Integrative transcriptomic and metabonomic profiling analyses reveal the molecular mechanism of Chinese traditional medicine huankuile suspension on TNBS-induced ulcerative colitis.

机构信息

Department of Biochemistry, School of Preclinical Medicine, North Sichuan Medical College, Nanchong 637100, Sichuan Province, China.

出版信息

Aging (Albany NY). 2021 Feb 1;13(4):5087-5103. doi: 10.18632/aging.202427.

DOI:10.18632/aging.202427
PMID:33535180
原文链接:https://pmc.ncbi.nlm.nih.gov/articles/PMC7950284/
Abstract

This study aimed to investigate the therapeutic mechanism of Huankuile suspension (HKL), a typical traditional Chinese medicine, on ulcerative colitis (UC) in a rat model. UC model was established by 2,4,6-trinitrobenzene sulfonic acid (TNBS) enema. Then, the rats were randomly divided into three groups: water treated group, HKL treated group and 5- amino salicylic acid (5-ASA) treated group. After 7 days treatment, the histological score in the HKL treated group was comparable with those in the control group. qRT-PCR and western blot demonstrated that HKL could significantly decreased pro-inflammatory cytokines, including , and , while having less effect on anti-inflammatory cytokines, including and . Transcriptomic analysis identified 670 differentially expressed genes (DEGs) between HKL treated UC rats and water treated UC rats. These DEGs were mostly related with immune response.
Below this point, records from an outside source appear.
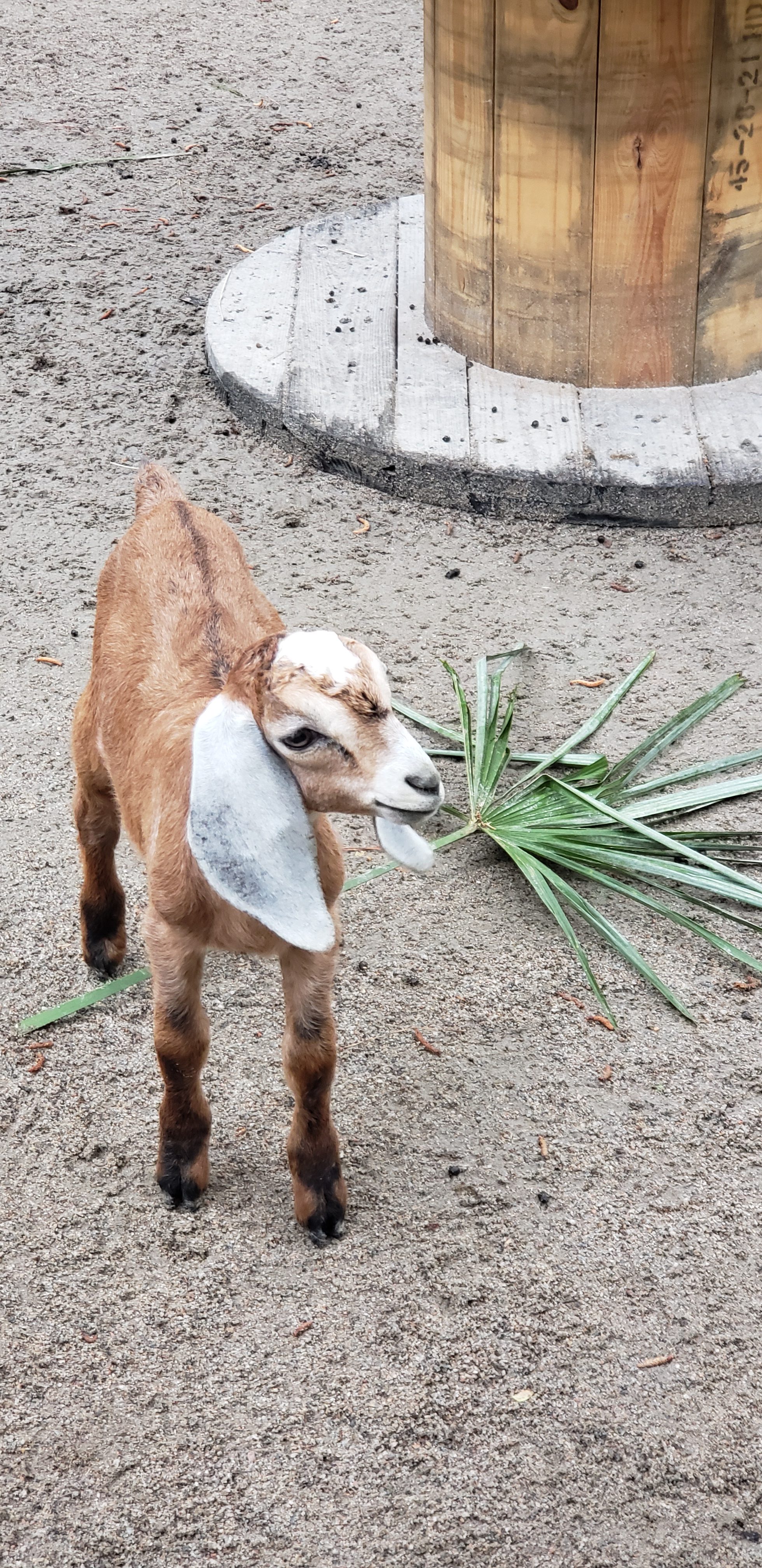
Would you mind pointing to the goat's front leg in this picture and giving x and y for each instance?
(309, 1060)
(181, 1036)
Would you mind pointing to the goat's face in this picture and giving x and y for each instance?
(327, 709)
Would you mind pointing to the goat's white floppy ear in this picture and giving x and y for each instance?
(405, 846)
(250, 831)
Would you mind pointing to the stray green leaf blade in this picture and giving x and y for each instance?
(76, 1004)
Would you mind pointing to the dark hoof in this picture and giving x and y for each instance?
(179, 1178)
(104, 959)
(179, 1194)
(104, 940)
(327, 1223)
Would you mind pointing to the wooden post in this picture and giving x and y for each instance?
(595, 187)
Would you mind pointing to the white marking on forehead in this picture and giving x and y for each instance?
(320, 654)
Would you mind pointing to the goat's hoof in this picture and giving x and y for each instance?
(322, 1209)
(104, 938)
(104, 957)
(182, 1181)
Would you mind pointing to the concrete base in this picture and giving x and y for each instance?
(319, 339)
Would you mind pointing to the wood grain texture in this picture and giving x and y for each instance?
(654, 73)
(463, 175)
(250, 316)
(526, 425)
(730, 305)
(430, 156)
(543, 220)
(343, 361)
(432, 418)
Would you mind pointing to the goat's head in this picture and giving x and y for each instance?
(305, 722)
(327, 709)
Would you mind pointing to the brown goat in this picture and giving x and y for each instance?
(220, 741)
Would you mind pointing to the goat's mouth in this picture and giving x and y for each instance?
(404, 814)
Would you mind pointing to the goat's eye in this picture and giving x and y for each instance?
(300, 739)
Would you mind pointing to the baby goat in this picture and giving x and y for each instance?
(220, 741)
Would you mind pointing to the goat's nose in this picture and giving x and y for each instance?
(424, 783)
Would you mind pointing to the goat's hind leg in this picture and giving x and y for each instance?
(309, 1060)
(96, 814)
(181, 1036)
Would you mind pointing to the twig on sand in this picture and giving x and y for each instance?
(12, 170)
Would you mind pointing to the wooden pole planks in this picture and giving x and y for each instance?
(730, 302)
(595, 187)
(653, 104)
(543, 226)
(463, 158)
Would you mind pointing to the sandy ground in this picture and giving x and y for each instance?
(157, 1407)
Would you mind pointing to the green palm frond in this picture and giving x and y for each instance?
(570, 814)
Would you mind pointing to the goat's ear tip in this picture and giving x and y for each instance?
(405, 846)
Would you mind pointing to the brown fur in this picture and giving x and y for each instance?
(179, 618)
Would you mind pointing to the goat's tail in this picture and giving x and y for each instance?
(153, 486)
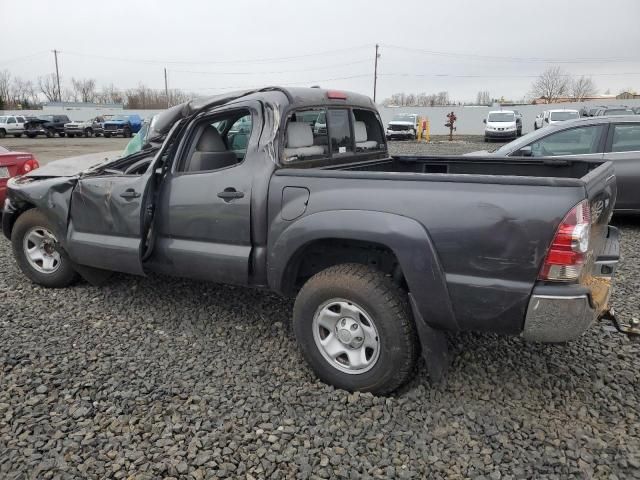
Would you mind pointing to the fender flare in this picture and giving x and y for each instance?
(405, 237)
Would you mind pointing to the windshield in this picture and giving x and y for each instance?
(403, 118)
(562, 116)
(501, 117)
(618, 111)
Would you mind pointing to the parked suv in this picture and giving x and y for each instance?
(11, 125)
(47, 125)
(125, 125)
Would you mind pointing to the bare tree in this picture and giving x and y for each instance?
(48, 87)
(583, 87)
(84, 89)
(552, 84)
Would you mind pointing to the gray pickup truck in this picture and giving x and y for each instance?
(382, 253)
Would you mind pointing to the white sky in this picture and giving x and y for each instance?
(503, 43)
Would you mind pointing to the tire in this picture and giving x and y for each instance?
(61, 272)
(382, 318)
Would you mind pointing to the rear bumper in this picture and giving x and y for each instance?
(559, 313)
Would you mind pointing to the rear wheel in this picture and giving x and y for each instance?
(38, 253)
(355, 330)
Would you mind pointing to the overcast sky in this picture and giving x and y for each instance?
(461, 46)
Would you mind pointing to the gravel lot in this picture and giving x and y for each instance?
(160, 377)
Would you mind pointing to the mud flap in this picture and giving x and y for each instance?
(435, 346)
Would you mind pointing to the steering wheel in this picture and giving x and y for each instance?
(134, 167)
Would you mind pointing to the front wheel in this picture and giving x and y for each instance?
(355, 329)
(38, 253)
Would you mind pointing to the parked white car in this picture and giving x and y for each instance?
(11, 125)
(500, 124)
(551, 117)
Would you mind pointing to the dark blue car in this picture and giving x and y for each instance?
(125, 125)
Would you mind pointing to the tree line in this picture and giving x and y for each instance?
(18, 93)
Besides, metabonomic profile revealed 136 differential metabolites which were significantly enriched in "pyrimidine metabolism", "glutathione metabolism", "purine metabolism" and "citrate cycle". Finally, integrated analysis revealed that metabonomic pathways including "steroid hormone biosynthesis", "pyrimidine metabolism", "purine metabolism", and "glutathione metabolism" were altered by HKL at both transcriptomic and metabonomic levels. HKL could inhibit inflammation and regulate bile metabolism, pyrimidine metabolism, purine metabolism, glutathione metabolism and citrate cycle.

摘要

本研究旨在探讨缓溃乐混悬液(HKL)——一种典型的中药——对溃疡性结肠炎(UC)大鼠模型的治疗机制。通过 2,4,6-三硝基苯磺酸(TNBS)灌肠法建立 UC 模型。然后,将大鼠随机分为三组:水治疗组、HKL 治疗组和 5-氨基水杨酸(5-ASA)治疗组。治疗 7 天后,HKL 治疗组的组织学评分与对照组相当。qRT-PCR 和 Western blot 表明,HKL 可显著降低促炎细胞因子,包括 TNF-α、IL-1β 和 IL-6,而对抗炎细胞因子,如 IL-10 和 TGF-β,影响较小。转录组分析鉴定出 HKL 治疗 UC 大鼠和水治疗 UC 大鼠之间的 670 个差异表达基因(DEGs)。这些 DEGs 主要与免疫反应有关。此外,代谢组学分析揭示了 136 个差异代谢物,这些代谢物在“嘧啶代谢”、“谷胱甘肽代谢”、“嘌呤代谢”和“柠檬酸循环”中显著富集。最后,综合分析表明,代谢组学途径包括“甾体激素生物合成”、“嘧啶代谢”、“嘌呤代谢”和“谷胱甘肽代谢”,在转录组和代谢组水平均受 HKL 调节。HKL 可抑制炎症反应,调节胆汁代谢、嘧啶代谢、嘌呤代谢、谷胱甘肽代谢和柠檬酸循环。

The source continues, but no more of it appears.